Mercoledì, dopo tante sollecitazioni, si è riunito per la prima volta per opera dell’assessorato alle Attività produttive il gruppo di lavoro che dovrebbe stilare il piano di sviluppo su cui si misureranno i risultati di questa amministrazione regionale. Che giudizio dà dell’inizio dei lavori?

«Come sottolineava bene lei, la convocazione è arrivata dopo numerose sollecitazioni al governo regionale ad avviare un confronto, quanto più aperto possibile a tutti gli attori dello sviluppo. Finalmente ci siamo. L’avvio del tavolo è un’ottima notizia. Una cosa però deve essere chiara: non bisogna confondere il fine con il mezzo.

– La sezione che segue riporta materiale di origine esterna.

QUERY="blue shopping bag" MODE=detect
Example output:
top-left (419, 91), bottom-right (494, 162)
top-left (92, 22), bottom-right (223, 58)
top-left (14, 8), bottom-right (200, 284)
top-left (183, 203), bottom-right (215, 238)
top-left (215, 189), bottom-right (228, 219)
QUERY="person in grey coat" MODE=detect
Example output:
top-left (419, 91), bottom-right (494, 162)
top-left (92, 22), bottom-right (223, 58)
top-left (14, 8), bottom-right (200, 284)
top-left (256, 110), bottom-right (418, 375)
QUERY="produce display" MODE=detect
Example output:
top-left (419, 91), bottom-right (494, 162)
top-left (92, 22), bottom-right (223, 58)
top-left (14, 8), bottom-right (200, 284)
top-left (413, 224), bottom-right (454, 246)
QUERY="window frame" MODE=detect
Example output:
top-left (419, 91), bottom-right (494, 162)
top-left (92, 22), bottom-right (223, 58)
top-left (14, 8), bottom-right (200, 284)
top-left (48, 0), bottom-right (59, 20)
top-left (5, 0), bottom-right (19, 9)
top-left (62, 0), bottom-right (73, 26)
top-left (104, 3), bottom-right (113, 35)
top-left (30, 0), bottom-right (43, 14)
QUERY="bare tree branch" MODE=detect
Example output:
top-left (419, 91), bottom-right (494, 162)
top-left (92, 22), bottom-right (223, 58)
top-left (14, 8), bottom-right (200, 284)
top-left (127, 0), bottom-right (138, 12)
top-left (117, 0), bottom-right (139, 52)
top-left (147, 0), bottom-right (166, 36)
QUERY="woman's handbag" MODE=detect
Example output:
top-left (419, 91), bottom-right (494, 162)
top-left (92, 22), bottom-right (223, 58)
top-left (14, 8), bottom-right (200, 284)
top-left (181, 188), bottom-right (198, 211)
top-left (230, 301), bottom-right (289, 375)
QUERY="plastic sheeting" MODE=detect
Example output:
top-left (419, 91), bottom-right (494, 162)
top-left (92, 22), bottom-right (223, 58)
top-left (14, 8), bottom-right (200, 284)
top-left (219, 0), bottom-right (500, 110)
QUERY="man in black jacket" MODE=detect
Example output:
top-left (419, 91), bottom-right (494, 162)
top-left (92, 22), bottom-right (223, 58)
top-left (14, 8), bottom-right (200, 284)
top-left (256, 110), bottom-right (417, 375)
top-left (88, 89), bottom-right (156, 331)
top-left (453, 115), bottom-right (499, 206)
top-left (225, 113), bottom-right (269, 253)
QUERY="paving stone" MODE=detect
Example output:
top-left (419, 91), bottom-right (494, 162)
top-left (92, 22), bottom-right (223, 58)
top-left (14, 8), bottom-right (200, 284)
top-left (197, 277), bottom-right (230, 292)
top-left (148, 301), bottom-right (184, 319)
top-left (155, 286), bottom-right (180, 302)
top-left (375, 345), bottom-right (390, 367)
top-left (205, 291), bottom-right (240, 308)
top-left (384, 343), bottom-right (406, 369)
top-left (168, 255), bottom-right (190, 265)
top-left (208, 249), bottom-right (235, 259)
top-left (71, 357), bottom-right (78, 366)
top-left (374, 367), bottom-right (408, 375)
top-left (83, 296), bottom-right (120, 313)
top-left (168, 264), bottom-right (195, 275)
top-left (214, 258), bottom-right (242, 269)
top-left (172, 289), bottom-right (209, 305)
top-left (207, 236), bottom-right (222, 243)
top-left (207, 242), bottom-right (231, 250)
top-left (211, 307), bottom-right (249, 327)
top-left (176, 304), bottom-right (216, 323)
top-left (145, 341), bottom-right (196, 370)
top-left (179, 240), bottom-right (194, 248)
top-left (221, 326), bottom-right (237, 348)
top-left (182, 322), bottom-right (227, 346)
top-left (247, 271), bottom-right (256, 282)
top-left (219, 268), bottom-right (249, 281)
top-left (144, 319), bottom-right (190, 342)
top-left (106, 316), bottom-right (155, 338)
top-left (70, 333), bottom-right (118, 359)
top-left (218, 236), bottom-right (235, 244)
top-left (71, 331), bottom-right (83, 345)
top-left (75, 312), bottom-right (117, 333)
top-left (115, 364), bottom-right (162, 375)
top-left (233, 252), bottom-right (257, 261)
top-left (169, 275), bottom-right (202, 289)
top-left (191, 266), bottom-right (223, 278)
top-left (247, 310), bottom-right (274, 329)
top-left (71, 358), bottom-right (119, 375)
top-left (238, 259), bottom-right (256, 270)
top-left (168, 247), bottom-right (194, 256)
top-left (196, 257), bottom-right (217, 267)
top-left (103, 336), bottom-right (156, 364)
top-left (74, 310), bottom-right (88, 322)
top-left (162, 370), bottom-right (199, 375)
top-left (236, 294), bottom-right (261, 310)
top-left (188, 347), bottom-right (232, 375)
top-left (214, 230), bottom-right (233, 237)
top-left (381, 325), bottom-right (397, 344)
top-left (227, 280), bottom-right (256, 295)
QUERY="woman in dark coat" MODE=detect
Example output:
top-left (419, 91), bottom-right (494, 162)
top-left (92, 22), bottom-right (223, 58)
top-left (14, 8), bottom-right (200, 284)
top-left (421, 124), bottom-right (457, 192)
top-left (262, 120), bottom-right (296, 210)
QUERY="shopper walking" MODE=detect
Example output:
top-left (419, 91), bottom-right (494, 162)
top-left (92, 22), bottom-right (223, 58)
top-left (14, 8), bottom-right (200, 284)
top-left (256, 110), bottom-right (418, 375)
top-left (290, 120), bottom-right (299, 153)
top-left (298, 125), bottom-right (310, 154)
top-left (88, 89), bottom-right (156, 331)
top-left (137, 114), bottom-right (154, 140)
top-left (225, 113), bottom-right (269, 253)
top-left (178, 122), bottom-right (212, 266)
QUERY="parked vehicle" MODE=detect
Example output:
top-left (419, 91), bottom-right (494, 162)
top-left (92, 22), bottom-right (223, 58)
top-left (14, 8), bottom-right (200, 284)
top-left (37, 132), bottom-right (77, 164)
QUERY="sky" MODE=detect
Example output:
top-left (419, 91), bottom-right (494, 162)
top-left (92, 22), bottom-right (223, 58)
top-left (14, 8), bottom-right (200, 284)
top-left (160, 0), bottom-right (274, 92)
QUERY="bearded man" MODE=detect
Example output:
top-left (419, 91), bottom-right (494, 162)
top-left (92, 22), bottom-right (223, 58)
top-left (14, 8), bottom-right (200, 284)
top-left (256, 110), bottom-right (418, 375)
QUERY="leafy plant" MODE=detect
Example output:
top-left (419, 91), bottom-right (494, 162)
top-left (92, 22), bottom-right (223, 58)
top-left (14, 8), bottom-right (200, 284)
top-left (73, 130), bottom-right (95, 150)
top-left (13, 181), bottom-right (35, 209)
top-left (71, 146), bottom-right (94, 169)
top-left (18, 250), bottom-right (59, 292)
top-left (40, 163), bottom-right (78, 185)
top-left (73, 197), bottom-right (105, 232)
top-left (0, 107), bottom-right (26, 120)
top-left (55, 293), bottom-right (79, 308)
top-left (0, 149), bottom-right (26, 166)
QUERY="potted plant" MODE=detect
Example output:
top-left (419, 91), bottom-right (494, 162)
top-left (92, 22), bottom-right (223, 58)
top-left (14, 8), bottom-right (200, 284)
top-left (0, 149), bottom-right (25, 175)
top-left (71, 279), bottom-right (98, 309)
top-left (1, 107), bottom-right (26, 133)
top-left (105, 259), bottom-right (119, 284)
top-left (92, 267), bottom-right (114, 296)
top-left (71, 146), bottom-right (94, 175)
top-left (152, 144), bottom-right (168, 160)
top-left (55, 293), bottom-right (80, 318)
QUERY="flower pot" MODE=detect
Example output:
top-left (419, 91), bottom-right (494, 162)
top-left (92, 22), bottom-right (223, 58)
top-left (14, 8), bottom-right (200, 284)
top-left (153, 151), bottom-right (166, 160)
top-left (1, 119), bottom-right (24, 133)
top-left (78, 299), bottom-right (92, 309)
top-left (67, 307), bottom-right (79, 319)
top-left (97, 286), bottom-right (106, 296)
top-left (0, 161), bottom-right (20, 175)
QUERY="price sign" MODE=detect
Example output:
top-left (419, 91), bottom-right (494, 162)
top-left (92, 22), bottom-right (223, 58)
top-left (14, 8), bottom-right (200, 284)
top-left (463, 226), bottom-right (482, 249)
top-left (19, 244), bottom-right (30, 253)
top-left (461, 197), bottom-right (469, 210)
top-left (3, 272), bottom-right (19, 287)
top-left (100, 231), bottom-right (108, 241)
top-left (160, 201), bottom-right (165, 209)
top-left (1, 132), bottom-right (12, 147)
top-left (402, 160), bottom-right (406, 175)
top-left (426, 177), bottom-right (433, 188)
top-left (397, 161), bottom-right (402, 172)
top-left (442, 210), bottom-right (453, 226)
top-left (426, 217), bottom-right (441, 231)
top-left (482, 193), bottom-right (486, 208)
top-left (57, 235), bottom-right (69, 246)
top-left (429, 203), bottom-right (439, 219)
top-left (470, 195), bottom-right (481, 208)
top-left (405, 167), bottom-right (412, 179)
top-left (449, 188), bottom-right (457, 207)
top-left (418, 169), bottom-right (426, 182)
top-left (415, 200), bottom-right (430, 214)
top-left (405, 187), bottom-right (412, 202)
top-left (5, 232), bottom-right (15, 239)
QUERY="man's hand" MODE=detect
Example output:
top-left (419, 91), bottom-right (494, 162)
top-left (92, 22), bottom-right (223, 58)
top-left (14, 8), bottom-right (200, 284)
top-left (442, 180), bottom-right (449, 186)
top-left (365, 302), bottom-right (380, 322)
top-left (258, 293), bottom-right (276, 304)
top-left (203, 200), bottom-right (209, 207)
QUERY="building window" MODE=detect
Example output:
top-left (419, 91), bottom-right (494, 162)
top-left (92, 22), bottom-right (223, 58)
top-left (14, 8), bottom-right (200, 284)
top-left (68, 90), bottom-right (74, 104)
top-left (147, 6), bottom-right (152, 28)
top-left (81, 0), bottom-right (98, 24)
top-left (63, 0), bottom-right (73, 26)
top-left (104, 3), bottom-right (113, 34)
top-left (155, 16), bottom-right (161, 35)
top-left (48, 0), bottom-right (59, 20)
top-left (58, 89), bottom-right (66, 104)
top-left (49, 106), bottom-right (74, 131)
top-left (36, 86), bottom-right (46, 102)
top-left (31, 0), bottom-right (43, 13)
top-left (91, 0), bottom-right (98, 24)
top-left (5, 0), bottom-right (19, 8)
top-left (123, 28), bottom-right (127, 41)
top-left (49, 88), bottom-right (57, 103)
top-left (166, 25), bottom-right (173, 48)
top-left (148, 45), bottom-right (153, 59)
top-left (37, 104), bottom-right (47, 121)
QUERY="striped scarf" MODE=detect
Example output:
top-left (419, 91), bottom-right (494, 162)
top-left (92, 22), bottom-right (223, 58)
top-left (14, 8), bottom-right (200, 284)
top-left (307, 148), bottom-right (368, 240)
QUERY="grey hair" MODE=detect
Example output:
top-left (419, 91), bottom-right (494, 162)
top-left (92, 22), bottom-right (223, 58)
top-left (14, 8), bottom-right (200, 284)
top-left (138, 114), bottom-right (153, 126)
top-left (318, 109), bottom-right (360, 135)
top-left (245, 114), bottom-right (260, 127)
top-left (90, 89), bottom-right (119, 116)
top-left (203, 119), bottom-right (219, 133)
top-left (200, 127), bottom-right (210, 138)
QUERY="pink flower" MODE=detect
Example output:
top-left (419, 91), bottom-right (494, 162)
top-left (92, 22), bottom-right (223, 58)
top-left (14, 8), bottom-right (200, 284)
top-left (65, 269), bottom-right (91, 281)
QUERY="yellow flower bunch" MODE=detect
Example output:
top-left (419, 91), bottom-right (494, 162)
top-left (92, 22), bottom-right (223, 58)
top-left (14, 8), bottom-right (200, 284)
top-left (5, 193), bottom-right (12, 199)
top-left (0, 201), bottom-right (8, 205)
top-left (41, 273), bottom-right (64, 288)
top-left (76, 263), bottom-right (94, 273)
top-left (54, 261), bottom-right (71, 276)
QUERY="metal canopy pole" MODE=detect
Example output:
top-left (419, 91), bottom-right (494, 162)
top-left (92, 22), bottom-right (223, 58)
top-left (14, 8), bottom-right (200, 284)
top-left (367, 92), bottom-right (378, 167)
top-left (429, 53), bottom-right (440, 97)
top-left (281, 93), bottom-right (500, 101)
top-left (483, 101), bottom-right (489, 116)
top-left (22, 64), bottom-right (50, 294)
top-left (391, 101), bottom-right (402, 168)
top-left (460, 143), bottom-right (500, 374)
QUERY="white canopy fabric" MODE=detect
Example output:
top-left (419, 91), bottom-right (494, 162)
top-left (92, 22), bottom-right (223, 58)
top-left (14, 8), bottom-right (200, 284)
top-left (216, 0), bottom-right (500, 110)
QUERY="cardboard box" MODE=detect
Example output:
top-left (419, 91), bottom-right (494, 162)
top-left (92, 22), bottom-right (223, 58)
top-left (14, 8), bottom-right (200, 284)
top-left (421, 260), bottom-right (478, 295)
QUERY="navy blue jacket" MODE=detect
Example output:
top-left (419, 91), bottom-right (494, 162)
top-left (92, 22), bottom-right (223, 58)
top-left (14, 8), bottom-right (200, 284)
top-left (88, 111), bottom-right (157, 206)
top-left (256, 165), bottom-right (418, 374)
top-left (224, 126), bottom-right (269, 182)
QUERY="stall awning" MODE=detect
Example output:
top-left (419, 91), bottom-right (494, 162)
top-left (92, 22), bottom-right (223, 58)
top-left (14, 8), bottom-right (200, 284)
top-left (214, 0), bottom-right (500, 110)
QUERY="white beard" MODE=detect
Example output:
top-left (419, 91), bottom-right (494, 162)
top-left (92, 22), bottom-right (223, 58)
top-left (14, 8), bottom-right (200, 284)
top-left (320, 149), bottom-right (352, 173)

Il nostro obiettivo ultimo non è partecipare ai tavoli ma passare concretamente alle scelte strategiche: decidere cosa facciamo e come lo facciamo. Bisogna agire in fretta. Senza, però, commettere l’errore di accavallare la gestione dell’emergenza alla visione strategica. Bisogna passare dalle misure tampone agli interventi strutturali per spingere sull’acceleratore della crescita».

Nei giorni scorsi l’amministrazione regionale è stata oggetto di molte critiche per la gestione della crisi sanitaria. Lei che valutazione ne dà?

«Io credo che, fino ora, la gestione dell’emergenza sanitaria in Basilicata – anche grazie alle caratteristiche specifiche del territorio e del conseguente modello relazionale, ma non solo – abbia consentito di contenere la portata del virus, soprattutto nel confronto con le altre regioni. L’incremento dei casi di positività registrato negli ultimi giorni, seppure in maniera contenuta rispetto al resto del Paese, impone ora un’efficace e rapida risposta di potenziamento delle strutture sanitarie regionali».

Nel complesso che voto darebbe al primo anno e mezzo del nuovo corso politico di via Verrastro inaugurato con l’insediamento del governatore Vito Bardi, e perché?

«Chiaramente il nostro compito non è dare voti all’esecutivo ma esprimerci sui singoli provvedimenti, sia in chiave propositiva che valutativa. Gioverebbe a poco, in questo momento, misurare i risultati rispetto alle proposte programmatiche che avevamo presentato al presidente Bardi al suo insediamento. Lo tsunami Coronavirus, del tutto inatteso, ha stravolto il contesto e anche le priorità. Riteniamo che la Regione abbia fatto bene nella gestione dell’emergenza, con misure utili a sostenere il mondo produttivo lucano. Ora, però, la vera partita si sposta su cosa saremo in grado di fare di qui ai prossimi mesi. Riteniamo che tra le prime misure da mettere in campo nell’immediato, e comunque non oltre il mese di novembre, ci sia il contratto istituzionale di sviluppo per la Basilicata, rispetto al quale ora si registra uno stallo. Attendiamo, poi, risposte concrete su capitoli importanti quali Zona economica speciale, aree industriali ma anche efficientamento della macchina amministrativa regionale e adeguamento qualitativo e quantitativo della dotazione organica, con la semplificazione degli iter autorizzativi, alcuni dei quali attualmente elefantiaci, come quelli relativi alle fondi di energia rinnovabile. Solo scelte coraggiose e lungimiranti possono tornare ad alimentare la fiducia di cui hanno bisogno imprese e cittadini».